Cliente predominantemente B2B. Aqui o crédito vira moeda. A menor geração de crédito no modelo padrão pode custar contratos, e o híbrido entra na mesa como hipótese real. A decisão depende de simulação: quanto a empresa paga a mais no híbrido versus quanto vale, em receita, manter a competitividade junto a clientes que exigem crédito cheio.

Empresa com folha de pagamento expressiva. Atenção a um detalhe que muitos esquecem: o Simples embute a contribuição previdenciária patronal (CPP) no DAS, com alíquota reduzida. O Simples Híbrido não altera isso, porque o CPP permanece no DAS, o que preserva uma vantagem importante. Já uma saída completa do Simples para o regime regular implicaria pagar o INSS patronal convencional, na casa dos 28% sobre a folha. Esse é um fator que pode inviabilizar a migração total mesmo quando o crédito pesa.

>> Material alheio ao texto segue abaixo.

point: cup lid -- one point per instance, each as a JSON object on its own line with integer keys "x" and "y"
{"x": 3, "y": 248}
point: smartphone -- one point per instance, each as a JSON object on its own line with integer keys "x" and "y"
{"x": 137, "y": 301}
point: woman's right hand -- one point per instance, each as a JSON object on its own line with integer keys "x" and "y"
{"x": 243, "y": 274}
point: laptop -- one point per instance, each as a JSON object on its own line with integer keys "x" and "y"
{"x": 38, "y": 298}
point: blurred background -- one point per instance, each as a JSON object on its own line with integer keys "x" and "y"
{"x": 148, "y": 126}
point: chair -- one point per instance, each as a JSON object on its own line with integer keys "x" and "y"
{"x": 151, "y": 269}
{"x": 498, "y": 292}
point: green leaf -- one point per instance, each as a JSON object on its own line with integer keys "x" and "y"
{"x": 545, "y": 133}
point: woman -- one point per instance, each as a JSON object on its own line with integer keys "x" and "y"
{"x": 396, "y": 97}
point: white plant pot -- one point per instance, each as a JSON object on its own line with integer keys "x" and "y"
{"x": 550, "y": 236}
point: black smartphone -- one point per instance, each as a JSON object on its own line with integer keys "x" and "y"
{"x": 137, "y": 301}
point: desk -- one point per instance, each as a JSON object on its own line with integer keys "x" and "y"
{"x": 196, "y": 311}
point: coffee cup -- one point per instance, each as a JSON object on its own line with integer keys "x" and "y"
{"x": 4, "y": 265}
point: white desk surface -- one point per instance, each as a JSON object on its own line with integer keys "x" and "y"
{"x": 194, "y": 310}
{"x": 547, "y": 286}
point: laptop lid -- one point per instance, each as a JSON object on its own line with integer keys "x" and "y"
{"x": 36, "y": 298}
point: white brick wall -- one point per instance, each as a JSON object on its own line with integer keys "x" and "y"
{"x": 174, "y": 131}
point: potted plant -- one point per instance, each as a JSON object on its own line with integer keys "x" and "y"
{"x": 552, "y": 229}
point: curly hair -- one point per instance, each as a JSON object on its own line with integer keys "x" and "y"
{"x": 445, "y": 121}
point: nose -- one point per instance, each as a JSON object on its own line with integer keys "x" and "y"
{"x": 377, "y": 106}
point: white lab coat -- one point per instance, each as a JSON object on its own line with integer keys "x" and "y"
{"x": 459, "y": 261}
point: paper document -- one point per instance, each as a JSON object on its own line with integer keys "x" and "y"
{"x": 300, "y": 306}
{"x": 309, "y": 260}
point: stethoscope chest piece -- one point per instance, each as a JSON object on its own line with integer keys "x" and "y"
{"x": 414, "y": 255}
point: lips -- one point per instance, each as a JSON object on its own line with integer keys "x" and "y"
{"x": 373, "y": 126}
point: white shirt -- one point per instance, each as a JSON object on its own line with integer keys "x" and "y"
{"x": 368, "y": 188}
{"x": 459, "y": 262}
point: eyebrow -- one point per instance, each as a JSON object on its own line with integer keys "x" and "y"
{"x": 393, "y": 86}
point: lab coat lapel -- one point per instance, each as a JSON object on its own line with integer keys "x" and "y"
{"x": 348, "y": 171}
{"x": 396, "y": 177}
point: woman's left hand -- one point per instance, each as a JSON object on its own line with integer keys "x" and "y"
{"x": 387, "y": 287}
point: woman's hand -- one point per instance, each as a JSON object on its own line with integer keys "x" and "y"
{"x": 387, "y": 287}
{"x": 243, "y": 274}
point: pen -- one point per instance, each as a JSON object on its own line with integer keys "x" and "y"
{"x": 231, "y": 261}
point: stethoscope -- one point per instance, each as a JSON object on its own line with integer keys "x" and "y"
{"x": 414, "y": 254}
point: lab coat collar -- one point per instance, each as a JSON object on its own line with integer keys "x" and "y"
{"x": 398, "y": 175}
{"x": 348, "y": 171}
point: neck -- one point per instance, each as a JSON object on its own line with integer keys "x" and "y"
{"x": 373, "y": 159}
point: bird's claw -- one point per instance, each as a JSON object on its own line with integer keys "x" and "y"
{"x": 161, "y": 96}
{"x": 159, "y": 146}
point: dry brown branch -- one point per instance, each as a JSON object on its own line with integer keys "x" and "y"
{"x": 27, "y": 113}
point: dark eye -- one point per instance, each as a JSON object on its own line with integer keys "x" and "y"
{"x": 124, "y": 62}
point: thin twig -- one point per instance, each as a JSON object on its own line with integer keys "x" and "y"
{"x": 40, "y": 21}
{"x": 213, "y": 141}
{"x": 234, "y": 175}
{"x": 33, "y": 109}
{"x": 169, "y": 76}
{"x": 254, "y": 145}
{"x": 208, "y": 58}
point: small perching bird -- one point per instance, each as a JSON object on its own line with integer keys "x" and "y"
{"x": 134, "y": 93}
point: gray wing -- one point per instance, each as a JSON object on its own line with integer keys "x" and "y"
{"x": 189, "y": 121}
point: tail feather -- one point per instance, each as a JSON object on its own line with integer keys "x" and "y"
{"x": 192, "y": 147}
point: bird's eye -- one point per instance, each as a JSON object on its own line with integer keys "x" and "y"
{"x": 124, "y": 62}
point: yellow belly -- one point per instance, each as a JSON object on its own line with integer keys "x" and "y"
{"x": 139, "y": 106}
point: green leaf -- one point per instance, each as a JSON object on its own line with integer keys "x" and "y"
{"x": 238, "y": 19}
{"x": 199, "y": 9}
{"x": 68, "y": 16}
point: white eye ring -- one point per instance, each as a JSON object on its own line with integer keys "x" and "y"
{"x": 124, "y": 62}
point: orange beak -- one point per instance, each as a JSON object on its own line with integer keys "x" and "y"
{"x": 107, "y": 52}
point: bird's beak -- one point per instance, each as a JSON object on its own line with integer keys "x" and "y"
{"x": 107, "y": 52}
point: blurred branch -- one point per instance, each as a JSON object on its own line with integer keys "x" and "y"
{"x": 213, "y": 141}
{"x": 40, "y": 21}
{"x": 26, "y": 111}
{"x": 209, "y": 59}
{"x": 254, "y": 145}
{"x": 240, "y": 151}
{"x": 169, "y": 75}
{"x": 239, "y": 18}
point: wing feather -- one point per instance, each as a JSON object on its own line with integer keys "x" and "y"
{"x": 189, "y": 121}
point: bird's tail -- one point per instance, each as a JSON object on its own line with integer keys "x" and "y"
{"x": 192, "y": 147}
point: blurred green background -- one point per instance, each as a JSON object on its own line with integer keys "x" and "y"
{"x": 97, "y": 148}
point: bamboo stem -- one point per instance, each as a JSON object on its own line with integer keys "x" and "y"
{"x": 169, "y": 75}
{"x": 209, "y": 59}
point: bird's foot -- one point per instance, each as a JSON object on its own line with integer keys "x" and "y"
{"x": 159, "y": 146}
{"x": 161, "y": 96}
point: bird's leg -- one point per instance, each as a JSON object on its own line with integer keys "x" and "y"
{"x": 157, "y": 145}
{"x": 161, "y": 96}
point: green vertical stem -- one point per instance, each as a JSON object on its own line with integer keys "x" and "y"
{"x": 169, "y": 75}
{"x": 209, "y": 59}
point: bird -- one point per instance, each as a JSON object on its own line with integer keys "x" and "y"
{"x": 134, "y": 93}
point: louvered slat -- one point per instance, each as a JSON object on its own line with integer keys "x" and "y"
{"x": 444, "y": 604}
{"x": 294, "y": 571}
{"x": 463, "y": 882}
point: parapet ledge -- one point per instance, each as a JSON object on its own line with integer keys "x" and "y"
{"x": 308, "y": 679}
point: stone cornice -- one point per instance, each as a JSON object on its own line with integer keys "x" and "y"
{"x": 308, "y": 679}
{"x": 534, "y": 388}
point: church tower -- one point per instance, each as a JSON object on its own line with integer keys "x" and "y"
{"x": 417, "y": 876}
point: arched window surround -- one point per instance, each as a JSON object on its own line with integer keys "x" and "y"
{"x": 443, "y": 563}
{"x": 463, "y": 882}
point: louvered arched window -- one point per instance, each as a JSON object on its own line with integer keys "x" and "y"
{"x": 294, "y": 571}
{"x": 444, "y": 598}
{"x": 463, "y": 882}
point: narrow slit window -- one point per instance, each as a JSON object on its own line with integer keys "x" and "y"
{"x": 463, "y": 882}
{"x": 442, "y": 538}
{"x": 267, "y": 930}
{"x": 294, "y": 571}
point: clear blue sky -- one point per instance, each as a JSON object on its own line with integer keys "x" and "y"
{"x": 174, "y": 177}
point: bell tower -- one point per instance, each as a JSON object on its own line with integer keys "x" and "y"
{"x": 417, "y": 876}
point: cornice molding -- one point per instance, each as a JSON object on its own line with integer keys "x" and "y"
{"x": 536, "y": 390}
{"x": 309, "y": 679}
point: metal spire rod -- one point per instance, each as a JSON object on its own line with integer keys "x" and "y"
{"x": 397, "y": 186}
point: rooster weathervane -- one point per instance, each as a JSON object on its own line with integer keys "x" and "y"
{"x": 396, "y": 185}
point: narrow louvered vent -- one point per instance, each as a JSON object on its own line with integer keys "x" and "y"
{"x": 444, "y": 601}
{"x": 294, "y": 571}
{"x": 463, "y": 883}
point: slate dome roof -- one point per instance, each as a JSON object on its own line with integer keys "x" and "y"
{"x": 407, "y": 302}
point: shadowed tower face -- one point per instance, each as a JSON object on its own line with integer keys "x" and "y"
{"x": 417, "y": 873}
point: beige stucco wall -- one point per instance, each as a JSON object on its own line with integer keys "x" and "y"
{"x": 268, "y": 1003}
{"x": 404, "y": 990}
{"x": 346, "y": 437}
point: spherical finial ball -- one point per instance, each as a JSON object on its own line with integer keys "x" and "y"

Faturamento próximo ao teto de R$ 4,8 milhões. Dependendo da atividade, o Lucro Presumido pode passar a ser mais vantajoso do que qualquer arranjo dentro do Simples. Não dá para avaliar o Simples isoladamente: a comparação precisa incluir os demais regimes.

O papel do contador nessa virada

A reforma transformou a escolha do regime, que antes era quase sinônimo de simplificação, em uma decisão genuinamente estratégica, que influencia formação de preço, margem, competitividade e até decisões estruturais do negócio. E essa decisão não pode ser tomada no improviso de uma única conversa de setembro.

O trabalho começa antes: mapear a carteira, identificar quais clientes vendem para quem, levantar o perfil de crédito da cadeia de cada um e simular cenários com dados reais da operação. O empresário sozinho não tem como fazer essa leitura. Quem tem é o contador.

Há um ditado que vale repetir aqui: a pergunta "seu fornecedor está no Simples?" vai valer ouro a partir de 2027 para quem apura pelo Lucro Real, Presumido e, agora, pelo regime híbrido. O contador que chegar em setembro de 2026 com essa análise pronta para cada cliente não estará apenas cumprindo uma obrigação, estará se tornando indispensável.

O Simples permanece. Mas a lógica mudou. E o conforto de 2026 é, na verdade, o melhor momento que o seu cliente terá para decidir com calma o que, em 2027, ele teria que decidir correndo.